Ma famille décomposée



Il a dix-sept ans et déteste tout le monde : son père qui passe son temps dans son hamac à descendre ses bières mais ne rechigne jamais à défaire sa ceinture pour faire marcher droit la maisonnée depuis que la mère s'est tirée avec le jeune pompiste abandonnant son petit monde ; sa bigote de sœur qu'il surnomme le phoque moine, cloitrée et s'occupant du père comme une petite femme qui lui fait la morale ; les camarades qui se moquent ; les filles qui l'ignorent....
C'est de surcroît un adolescent au cursus scolaire peu brillant, qui se fout de tout et se prend pour un grand boxeur tant il a regardé de vidéos sur le sujet, toujours prêt à en découdre avec ses camarades.
Habillé du costume du gros dur, ce caïd de pacotille solitaire ne rechigne ni à la mauvaise foi, ni au cynisme, ni aux provocations, pour justifier son immobilisme et son désarroi.
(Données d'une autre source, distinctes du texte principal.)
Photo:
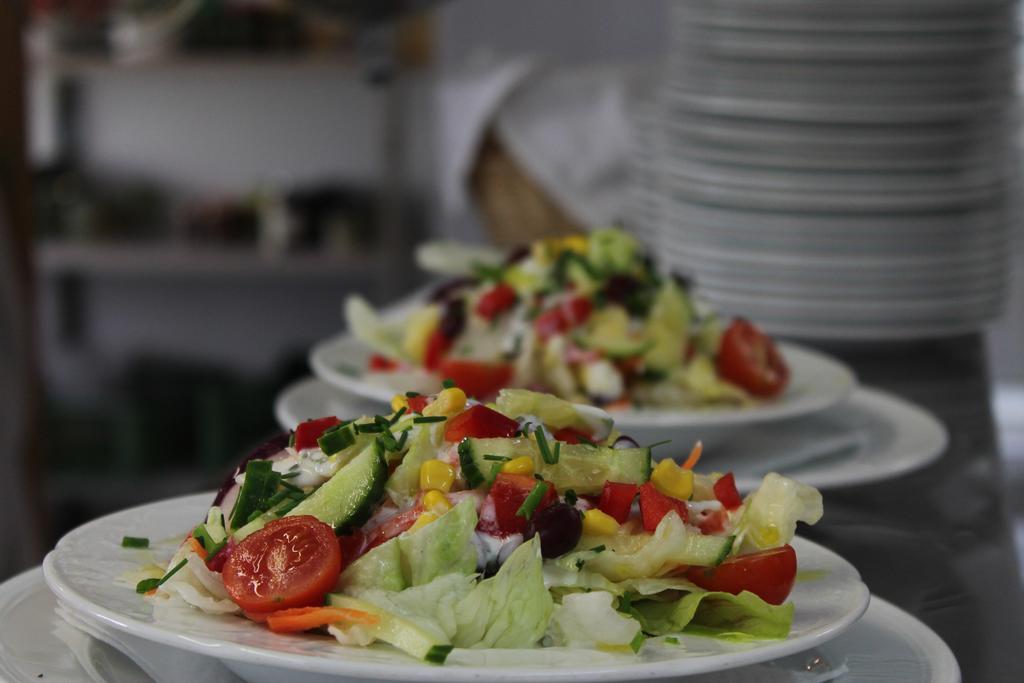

Un rebelle en rupture avec ce qui l'entoure, qui se la joue. Un égoïste replié sur lui-même qui ne sait pas quoi faire de lui-même et voudrait tant un peu de tendresse et d'intérêt.

Puis les choses basculent, avec l'arrivée dans leur univers de Virginia, cette femme pleine de principes et amoureuse de l'ordre sur laquelle le père a jeté son dévolu. La haine qu'ils se portent est symétrique à la fascination que l'intruse exerce sur l'alcoolique qui a arrêté de boire pour elle ou sur la sœur qui partage ses secrets culinaires avec elle. Lui, toujours prêt à mordre, de plus en plus seul, s'exclue autant qu'il se sent rejeté. La guerre domestique commence... inégale.

Viré pour avoir envoyé, lors d'un combat de mâles pour une écervelée, son adversaire à l'hôpital, il ne lui reste plus qu'à entrer dans le monde du travail. Au bas de l'échelle bien-sûr, au marché puis à l'usine...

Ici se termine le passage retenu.